Asking the right question — advice for beginning data scientists

Mr Data Insight
3 min readOct 5, 2018

--

Enthusiastic new data scientists often wonder how they can improve their models, which fancy programming language they should focus on, or how many layers they need for a deep neural network. These are all valid concerns, but hardly the most important things to worry about when you are just starting out. Not only in the beginning, but through your entire career, the most important aspect of modelling is actually the value proposition: does it make sense to spend time and resources on a given business problem?

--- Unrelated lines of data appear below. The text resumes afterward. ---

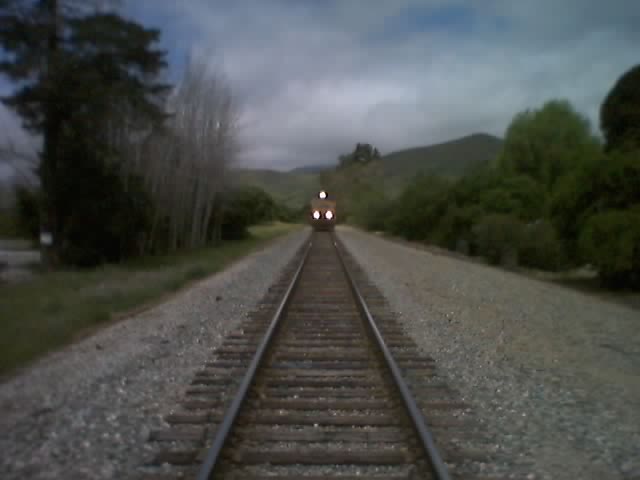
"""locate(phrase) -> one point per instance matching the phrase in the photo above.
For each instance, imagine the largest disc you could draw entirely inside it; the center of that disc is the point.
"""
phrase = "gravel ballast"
(553, 374)
(85, 412)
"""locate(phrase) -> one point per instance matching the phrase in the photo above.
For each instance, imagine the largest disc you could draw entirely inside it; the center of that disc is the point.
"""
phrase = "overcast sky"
(314, 77)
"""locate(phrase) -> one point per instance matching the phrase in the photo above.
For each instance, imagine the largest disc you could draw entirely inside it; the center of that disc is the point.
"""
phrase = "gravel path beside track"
(85, 412)
(554, 374)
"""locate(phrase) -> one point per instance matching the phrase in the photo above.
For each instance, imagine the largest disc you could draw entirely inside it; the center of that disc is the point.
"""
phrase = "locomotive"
(323, 212)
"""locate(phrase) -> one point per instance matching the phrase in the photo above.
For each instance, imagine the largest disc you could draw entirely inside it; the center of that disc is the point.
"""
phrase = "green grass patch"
(55, 308)
(8, 225)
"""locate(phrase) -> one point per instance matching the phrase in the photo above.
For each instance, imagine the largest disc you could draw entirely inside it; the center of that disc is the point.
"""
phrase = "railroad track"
(319, 382)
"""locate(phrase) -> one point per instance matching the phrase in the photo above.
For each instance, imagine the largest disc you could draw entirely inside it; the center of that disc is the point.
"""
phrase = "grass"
(54, 309)
(8, 226)
(448, 159)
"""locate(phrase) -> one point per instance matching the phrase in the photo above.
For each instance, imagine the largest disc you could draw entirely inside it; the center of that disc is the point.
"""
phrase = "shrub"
(28, 212)
(453, 230)
(611, 242)
(498, 238)
(541, 247)
(418, 209)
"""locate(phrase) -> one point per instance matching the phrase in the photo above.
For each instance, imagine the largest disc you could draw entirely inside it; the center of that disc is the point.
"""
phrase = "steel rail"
(438, 467)
(211, 461)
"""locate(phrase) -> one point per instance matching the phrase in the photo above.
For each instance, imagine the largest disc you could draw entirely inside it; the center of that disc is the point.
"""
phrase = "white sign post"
(46, 239)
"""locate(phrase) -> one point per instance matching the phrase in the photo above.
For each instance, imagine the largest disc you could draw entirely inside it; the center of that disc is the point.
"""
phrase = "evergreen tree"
(75, 73)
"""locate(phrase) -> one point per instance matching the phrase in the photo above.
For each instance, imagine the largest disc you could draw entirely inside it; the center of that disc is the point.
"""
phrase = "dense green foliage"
(76, 76)
(450, 159)
(246, 206)
(551, 199)
(358, 185)
(620, 112)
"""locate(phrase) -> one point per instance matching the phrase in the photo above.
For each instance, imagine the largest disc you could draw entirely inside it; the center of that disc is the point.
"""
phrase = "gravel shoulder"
(553, 374)
(85, 412)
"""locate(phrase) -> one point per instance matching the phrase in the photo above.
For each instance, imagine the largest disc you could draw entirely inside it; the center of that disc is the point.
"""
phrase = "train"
(323, 214)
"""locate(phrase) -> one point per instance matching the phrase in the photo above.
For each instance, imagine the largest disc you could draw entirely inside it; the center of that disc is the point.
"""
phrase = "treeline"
(555, 198)
(129, 165)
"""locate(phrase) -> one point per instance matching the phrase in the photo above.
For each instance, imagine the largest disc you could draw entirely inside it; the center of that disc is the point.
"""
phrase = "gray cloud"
(313, 78)
(316, 81)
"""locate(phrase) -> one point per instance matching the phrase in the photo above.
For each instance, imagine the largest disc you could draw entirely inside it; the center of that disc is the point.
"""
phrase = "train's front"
(323, 212)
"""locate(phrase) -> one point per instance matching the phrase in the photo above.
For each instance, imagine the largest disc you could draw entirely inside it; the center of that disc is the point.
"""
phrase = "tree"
(186, 162)
(76, 73)
(611, 241)
(546, 144)
(620, 112)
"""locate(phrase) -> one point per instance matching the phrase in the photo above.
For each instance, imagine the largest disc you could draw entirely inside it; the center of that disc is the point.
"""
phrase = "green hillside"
(450, 159)
(291, 188)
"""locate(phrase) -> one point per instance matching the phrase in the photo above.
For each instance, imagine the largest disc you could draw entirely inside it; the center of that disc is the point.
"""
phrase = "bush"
(28, 212)
(611, 242)
(541, 247)
(105, 220)
(498, 238)
(418, 209)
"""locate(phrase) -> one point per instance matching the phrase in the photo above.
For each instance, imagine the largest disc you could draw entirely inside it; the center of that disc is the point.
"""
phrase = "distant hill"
(291, 188)
(450, 159)
(312, 169)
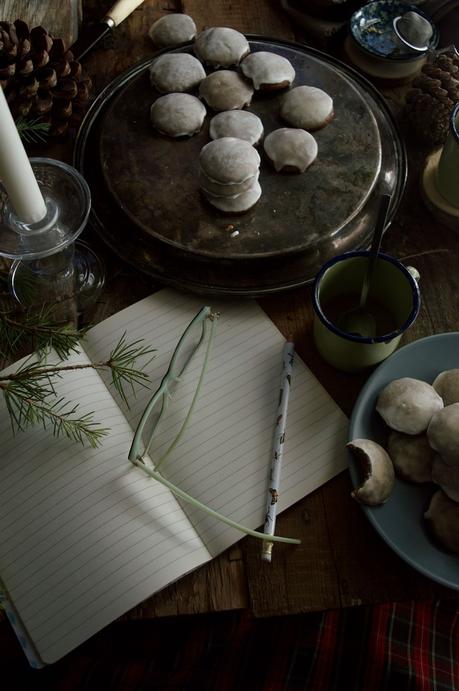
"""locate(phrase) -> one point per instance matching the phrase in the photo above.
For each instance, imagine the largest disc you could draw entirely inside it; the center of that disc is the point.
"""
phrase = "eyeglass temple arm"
(193, 402)
(215, 514)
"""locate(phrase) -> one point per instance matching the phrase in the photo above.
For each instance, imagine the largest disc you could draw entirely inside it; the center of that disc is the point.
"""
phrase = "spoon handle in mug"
(375, 245)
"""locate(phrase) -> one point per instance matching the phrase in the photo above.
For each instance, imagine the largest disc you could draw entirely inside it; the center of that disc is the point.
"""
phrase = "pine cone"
(40, 77)
(430, 102)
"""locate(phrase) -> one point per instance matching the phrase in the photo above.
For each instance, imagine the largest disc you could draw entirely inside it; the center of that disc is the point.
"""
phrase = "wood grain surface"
(61, 18)
(342, 561)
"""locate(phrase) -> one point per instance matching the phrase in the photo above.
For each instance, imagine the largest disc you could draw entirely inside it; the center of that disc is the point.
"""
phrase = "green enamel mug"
(394, 301)
(448, 165)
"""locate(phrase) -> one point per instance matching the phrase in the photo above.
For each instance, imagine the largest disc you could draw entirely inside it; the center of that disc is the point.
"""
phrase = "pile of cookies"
(225, 75)
(422, 446)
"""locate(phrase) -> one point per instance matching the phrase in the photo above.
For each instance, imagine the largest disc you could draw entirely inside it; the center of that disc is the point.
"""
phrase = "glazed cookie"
(225, 90)
(225, 189)
(238, 204)
(176, 72)
(268, 71)
(172, 30)
(447, 385)
(221, 46)
(443, 433)
(229, 160)
(307, 107)
(408, 405)
(290, 150)
(177, 115)
(237, 123)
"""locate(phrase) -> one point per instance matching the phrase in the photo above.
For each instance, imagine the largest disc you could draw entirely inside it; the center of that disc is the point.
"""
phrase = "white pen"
(278, 448)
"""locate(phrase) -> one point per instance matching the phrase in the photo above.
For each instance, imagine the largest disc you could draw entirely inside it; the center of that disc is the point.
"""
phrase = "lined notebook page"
(84, 536)
(223, 458)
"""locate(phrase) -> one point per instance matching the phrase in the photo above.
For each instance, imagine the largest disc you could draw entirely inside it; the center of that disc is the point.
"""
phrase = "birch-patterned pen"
(278, 448)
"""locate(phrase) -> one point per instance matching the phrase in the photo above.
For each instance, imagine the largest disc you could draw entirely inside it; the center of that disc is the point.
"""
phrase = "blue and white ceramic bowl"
(372, 29)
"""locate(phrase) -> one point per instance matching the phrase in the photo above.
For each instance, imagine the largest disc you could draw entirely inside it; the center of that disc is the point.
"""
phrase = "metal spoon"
(358, 320)
(412, 32)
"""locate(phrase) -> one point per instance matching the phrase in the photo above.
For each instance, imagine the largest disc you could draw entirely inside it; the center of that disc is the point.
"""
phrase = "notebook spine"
(19, 629)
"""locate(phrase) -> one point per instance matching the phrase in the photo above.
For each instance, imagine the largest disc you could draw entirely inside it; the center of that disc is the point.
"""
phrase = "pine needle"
(32, 131)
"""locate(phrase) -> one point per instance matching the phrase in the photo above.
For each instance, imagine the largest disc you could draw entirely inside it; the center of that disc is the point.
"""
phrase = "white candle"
(16, 173)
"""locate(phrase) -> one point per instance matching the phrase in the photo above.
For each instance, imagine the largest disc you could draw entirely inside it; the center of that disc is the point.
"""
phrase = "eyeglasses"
(201, 326)
(199, 330)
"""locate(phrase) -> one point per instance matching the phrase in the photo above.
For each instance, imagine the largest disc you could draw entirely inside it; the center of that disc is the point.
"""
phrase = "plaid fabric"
(396, 646)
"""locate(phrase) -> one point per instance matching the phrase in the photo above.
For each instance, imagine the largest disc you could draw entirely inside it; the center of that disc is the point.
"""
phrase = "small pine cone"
(433, 95)
(41, 78)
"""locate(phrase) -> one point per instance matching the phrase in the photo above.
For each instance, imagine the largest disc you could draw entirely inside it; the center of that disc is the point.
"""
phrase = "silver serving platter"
(301, 220)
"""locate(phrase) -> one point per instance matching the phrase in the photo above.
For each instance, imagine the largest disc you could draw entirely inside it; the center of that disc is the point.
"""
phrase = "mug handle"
(414, 272)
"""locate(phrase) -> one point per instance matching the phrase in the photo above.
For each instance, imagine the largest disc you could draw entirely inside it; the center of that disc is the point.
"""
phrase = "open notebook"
(86, 536)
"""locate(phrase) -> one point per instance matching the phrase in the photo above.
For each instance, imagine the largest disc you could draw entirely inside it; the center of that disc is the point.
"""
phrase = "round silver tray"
(301, 220)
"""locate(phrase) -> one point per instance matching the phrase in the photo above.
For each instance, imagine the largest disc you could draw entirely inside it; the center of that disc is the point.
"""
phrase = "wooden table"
(342, 561)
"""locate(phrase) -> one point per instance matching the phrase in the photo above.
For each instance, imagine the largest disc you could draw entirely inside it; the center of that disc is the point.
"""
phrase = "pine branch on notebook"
(31, 399)
(86, 536)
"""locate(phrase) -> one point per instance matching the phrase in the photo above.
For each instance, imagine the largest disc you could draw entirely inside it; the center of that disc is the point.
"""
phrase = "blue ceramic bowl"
(372, 29)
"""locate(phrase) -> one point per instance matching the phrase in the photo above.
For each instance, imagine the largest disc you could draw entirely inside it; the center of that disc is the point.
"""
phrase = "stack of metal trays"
(148, 208)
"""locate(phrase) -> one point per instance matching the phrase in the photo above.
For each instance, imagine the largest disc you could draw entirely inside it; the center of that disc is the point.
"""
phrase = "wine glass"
(49, 267)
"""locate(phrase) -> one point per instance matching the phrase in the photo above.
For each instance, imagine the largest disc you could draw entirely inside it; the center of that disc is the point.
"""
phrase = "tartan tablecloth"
(406, 646)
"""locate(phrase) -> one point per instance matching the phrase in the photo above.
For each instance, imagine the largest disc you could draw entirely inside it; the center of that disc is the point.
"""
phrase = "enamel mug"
(393, 299)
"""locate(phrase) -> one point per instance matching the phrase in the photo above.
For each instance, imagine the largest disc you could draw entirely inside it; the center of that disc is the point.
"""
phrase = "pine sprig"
(32, 131)
(122, 364)
(40, 329)
(60, 414)
(30, 392)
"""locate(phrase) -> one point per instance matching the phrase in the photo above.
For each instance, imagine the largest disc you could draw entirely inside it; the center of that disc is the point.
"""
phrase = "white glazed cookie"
(443, 433)
(411, 455)
(447, 385)
(225, 90)
(177, 115)
(221, 46)
(238, 204)
(172, 30)
(237, 123)
(225, 189)
(268, 71)
(229, 160)
(176, 72)
(407, 405)
(307, 107)
(290, 150)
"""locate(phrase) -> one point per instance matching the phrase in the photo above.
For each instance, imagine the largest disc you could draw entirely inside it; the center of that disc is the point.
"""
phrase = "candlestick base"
(67, 282)
(49, 268)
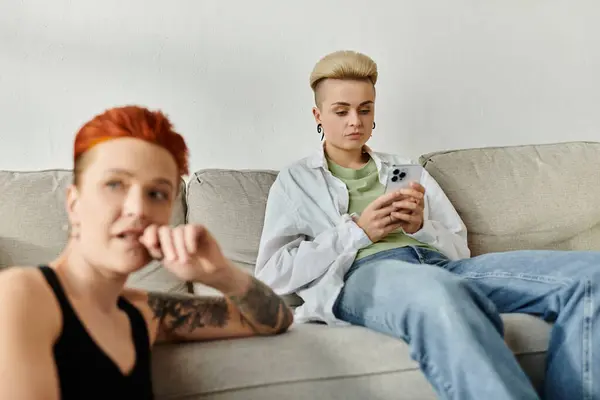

Part of the equation is defining what you are actually trying to model and what you expect to achieve. Classic business cases such as ‘which customer will churn’, ‘what is the expected price for this house’ or ‘how many clients will buy this product’ all have one thing in common: the end goal of the business is not knowing that exact number, the end goal is optimizing revenue and to do that, they will use your model output to guide business decisions.

You are not alone

At this point I like to refer to my favorite quote from the Netflix series ‘Lost in Space’:

Information does not exist in isolation. There’s consequences. Context.

Your model will always be used in context. It is important to know which context. Your model is not the end goal, there is always a reason for its existence.

From context understanding to asking the right questions

So why do you need to know the context: to ask the right question. I shall clarify this point with a few examples.

Lets say you want to predict housing market prices, why? Do you want to buy low to sell high and become a realtor? In that case the question you should be modelling is the difference between how high you can expect this house to sell and the actual price you expect to buy this house for right now (hopefully before this house enters the real estate public market).

Or do you just want a house to live in yourself? Perhaps you value a garden and a close proximity to public transport. In that case you should model a cost function which takes into account the ratio of the expected price and how well it matches your preferences. Note that in this case, the actual housing price accuracy becomes less strict.

Or you could try to cluster an entire city into lower-class, middle-class and upper-class streets. In this case, the actual value of the house doesn’t even matter anymore, you only need to categorize them into buckets or clusters.

Conclusion

By asking the right question, you can make your model work better in the overall business context. When the question you were trying to solve closely matches the context your model will be used in, the overall performance will be so much better than if you invested a lot more resources into getting an absolute perfect model that models the wrong question.

As a side benefit, if you can reduce the accuracy requirements, you may get away with smaller datasets and use the free time you gain for doing other experiments

Happy modelling!

--

--